SLC Hemp: Behind the Herb

SLC Hemp, located on 2100 South, is the only location in the state of Utah where customers can buy hemp products. The store has a selection of women and men's  clothes made out of the fabric, which is more breathable  than cotton. Photo by Ryan Green

SLC Hemp, located on 2100 South, is the only location in the state of Utah where customers can buy hemp products. The store has a selection of women and men's  clothes made out of the fabric, which is more breathable  than cotton. Photo by Ryan Green

There’s more to SLC Hemp, a small store tucked away on the side of 2100 South, than first meets the eye.

A truly one-of-a-kind shop, SLC Hemp is the only place in the state of Utah where someone can buy hemp products—a rarity largely due to the plant’s history of illegalization and demonization in the United States.

“What’s also unique about [SLC Hemp] is that all the hemp stores in the country, most of them have smoke shops also combined,” said Jerry Huff, who has worked at the shop for over a year.

Hemp stores usually sell mostly drug paraphernalia, such as glass pipes for smoking, and have a small clothes section.

“What’s rare about us is we’re all hemp clothes,” Huff said.

Hemp is illegal to grow in Utah but legal to wear. However, some would like to see a move toward further legalization of hemp because the crop is tougher than cotton and breathes better, making it a practical choice for clothing. It is also easier on the environment than dirtier crops like cotton, Huff said.

Hemp, on the other hand, is good for the planet.

“It restores life to the soil, and it’s easier and cheaper to grow,” Huff said. “You can get food out of it, you can get oil out of it, you can get fiber for construction out of it, you can get clothes out of it, you can get medicine out of it. So, essentially no part of the plant is wasted.”

SLC Hemp is a testament to this tenant. The store sells not only hemp clothing products but also body care and food products.

The shop has faced stigma because of hemp’s association with marijuana, Huff said.

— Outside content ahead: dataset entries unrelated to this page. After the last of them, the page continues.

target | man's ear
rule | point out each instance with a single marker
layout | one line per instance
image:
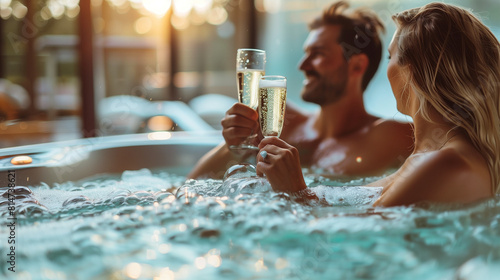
(358, 64)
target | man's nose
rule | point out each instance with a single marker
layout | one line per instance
(304, 63)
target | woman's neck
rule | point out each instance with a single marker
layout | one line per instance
(433, 134)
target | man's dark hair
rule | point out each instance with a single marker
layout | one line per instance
(359, 33)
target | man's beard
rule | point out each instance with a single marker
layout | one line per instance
(324, 92)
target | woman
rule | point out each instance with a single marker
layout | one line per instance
(444, 70)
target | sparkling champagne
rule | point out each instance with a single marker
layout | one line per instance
(248, 86)
(272, 106)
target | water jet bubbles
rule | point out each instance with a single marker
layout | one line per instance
(80, 200)
(32, 210)
(239, 171)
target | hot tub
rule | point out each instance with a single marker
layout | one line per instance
(121, 208)
(78, 159)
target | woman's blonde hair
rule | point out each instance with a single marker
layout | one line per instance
(454, 63)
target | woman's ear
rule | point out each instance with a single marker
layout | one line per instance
(358, 64)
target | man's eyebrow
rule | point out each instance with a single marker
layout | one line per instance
(315, 47)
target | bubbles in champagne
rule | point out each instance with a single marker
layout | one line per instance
(248, 87)
(272, 108)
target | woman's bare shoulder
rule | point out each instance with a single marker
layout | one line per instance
(446, 175)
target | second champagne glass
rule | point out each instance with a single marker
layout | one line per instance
(250, 66)
(272, 103)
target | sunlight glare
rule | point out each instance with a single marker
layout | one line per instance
(182, 8)
(157, 7)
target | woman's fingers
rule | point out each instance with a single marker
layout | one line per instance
(274, 141)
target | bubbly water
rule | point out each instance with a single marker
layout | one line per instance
(144, 225)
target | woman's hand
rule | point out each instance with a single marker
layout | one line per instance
(239, 122)
(281, 165)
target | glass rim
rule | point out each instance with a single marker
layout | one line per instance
(253, 50)
(273, 77)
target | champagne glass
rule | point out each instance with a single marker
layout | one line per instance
(250, 66)
(272, 102)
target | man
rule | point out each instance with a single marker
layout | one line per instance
(342, 53)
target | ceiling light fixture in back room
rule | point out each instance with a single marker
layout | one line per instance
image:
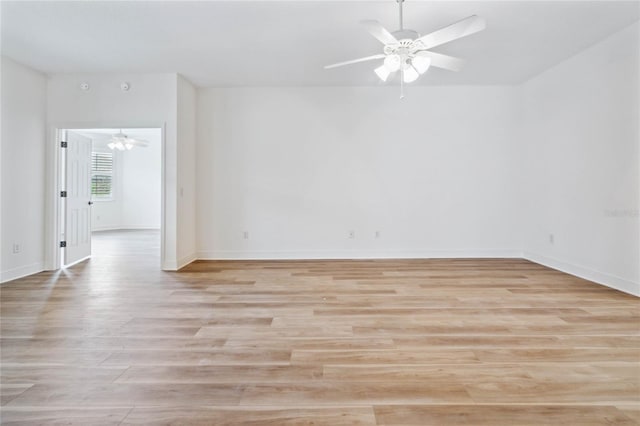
(121, 142)
(408, 52)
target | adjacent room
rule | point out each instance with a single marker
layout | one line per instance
(396, 212)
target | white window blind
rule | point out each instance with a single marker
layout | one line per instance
(102, 174)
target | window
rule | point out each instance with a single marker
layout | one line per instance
(102, 175)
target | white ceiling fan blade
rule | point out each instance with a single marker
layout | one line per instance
(138, 142)
(355, 61)
(376, 29)
(443, 61)
(463, 28)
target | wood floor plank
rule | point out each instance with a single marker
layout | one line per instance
(67, 416)
(325, 342)
(328, 416)
(500, 415)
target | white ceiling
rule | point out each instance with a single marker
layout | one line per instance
(103, 135)
(286, 43)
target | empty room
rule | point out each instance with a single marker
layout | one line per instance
(393, 212)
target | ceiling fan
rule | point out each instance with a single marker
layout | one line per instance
(121, 142)
(408, 52)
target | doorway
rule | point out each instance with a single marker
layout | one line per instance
(111, 182)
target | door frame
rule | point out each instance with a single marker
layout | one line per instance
(53, 213)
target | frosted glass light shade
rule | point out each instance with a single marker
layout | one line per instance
(383, 72)
(421, 63)
(392, 62)
(410, 74)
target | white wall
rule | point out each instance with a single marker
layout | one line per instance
(186, 117)
(23, 170)
(142, 184)
(582, 162)
(298, 168)
(137, 181)
(151, 102)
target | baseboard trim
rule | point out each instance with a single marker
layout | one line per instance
(599, 277)
(20, 272)
(355, 254)
(180, 263)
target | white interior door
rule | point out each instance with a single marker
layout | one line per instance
(78, 200)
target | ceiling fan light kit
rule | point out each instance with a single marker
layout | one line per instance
(409, 53)
(122, 142)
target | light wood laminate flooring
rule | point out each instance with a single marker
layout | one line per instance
(114, 340)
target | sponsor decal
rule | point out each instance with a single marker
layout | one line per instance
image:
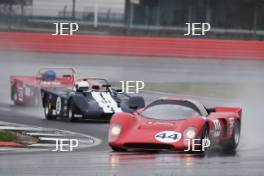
(232, 123)
(161, 123)
(218, 128)
(168, 136)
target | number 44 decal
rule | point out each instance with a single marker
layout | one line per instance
(168, 136)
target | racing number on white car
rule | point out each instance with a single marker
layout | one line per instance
(168, 136)
(58, 105)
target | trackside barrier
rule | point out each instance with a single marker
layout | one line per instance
(132, 46)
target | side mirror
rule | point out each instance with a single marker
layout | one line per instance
(119, 90)
(136, 102)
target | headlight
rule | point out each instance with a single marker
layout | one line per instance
(115, 129)
(114, 132)
(190, 133)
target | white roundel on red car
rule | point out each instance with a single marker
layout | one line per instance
(168, 136)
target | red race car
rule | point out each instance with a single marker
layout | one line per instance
(25, 90)
(175, 124)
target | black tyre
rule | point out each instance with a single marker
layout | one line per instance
(71, 112)
(232, 143)
(48, 112)
(203, 141)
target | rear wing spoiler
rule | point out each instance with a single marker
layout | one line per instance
(69, 70)
(229, 109)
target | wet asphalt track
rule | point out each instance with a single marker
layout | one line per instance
(99, 160)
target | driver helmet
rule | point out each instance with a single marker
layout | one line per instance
(49, 75)
(82, 86)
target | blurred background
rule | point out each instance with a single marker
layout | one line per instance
(235, 19)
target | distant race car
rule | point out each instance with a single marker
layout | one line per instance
(90, 98)
(175, 124)
(25, 90)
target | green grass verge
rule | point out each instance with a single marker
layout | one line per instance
(6, 136)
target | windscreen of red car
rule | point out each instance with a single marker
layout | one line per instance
(169, 111)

“There’s definitely an uneducated general bias [against] hemp, where most people have no idea what hemp is,” Huff said. “They associate it to getting high, and there’s so much more to it than that. For how long hemp has been in our history, we’re very uneducated.”

SLC Hemp makes sure its employees are equipped to answer any questions customers may have by making the employees read a book on the history of hemp called “The Emperor Wears No Clothes.”

Huff said people are becoming more educated on hemp but said he encourages Westminster students to come in and see for themselves what the store has to offer.